Members of the Georgia Southern University community welcomed cyclist Max Peer to campus as he arrived at the RAC yesterday at 2 p.m. as a part of the “Share the Knowledge Tour.”

Peer, along with support and materials from Interaction Design Foundation (IDF), will travel 35,000 miles across the world to major universities over a span of four years to hand out free educational materials.

“I was looking for different combinations of bike touring and ideas that supported underprivileged kids all around the world,” Peer said. “With IDF, I found that opportunity.”

“IDF is helping to spread education and knowledge throughout the world in a manner that is free, that is open and taught in classrooms through excellent professors,” Kim Huffman of SAP said.

GSU was the first stop on the tour, chosen by Systems, Applications and Products in Data Processing (SAP).

SAP is the market leader in enterprise application software, according to a news release.

“Georgia Southern has an excellent reputation, excellent faculty and excellent students that have all contributed to SAP,” Huffman said.

“This sets a new level for GSU. We’re exceeding other schools around us in the technology aspect,” Aharon Najafi, senior information systems major, said.

Peer is carrying with him all of is camping gear, a foldable canoe, a GPS, a camera, a laptop and a solar panel that powers all of the electronics.
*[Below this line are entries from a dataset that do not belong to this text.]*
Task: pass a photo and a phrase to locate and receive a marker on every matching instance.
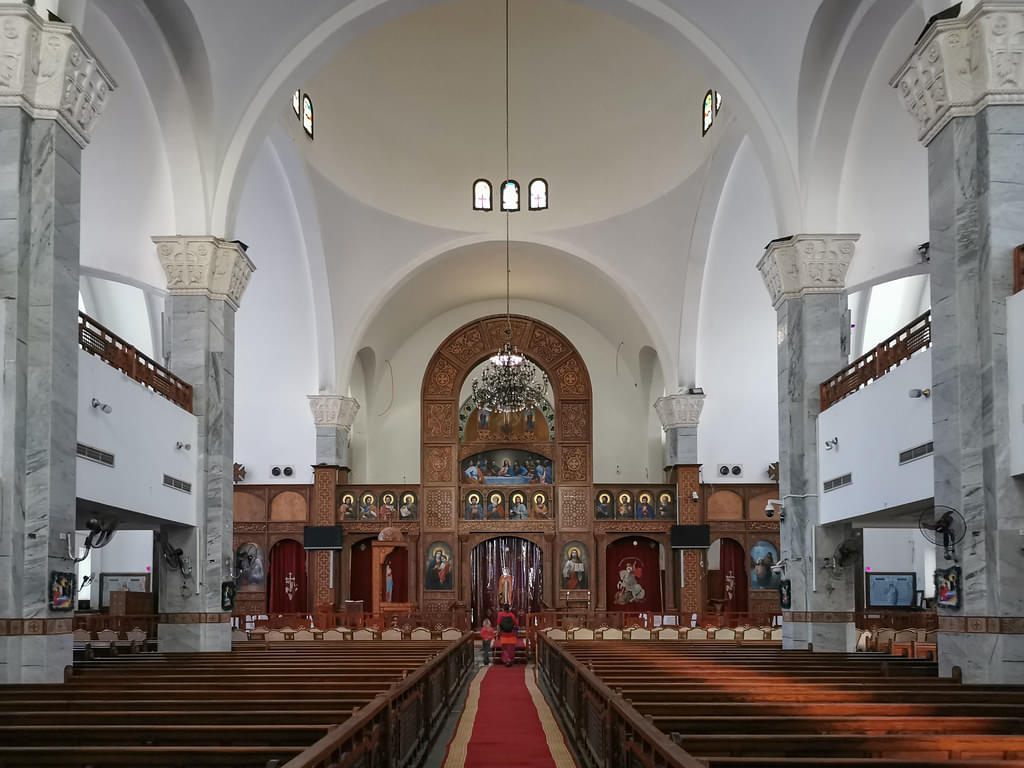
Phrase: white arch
(348, 23)
(414, 266)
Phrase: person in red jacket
(507, 634)
(487, 636)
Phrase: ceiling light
(509, 383)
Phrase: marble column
(333, 417)
(805, 275)
(206, 278)
(680, 415)
(964, 84)
(52, 89)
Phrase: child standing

Peer also carries water treatment and packaged food.

“Including me, [the bike] weighs about 420 pounds,” Peer said.

While Peer will meet up with other cyclists along the way, he will mostly make this journey without anyone following behind him.

The biggest problem will probably be the wind because it is unpredictable, Peer said.

“It’s a good accomplishment for him to be able to travel the world in four years,” Diana Pratt, junior public relations major said. “That takes a lot of dedication, and it’s admirable that he wants to help students receive free education.”

Peer first started providing free educational materials to underprivileged children in his native country of Austria where he worked as a sound engineer.

“I think this will be a good example of how being self-supported and representing sustainability shows what you can achieve out of your own abilities,” Peer said.

“It’s very unique. Promoting free education is a good goal,” Xaver Groiss, junior information systems major, said.

“I think this will make a great impact on helping the less fortunate receive free education,” Katie Green, senior finance major, said.

The next stop on the tour is Penn State University.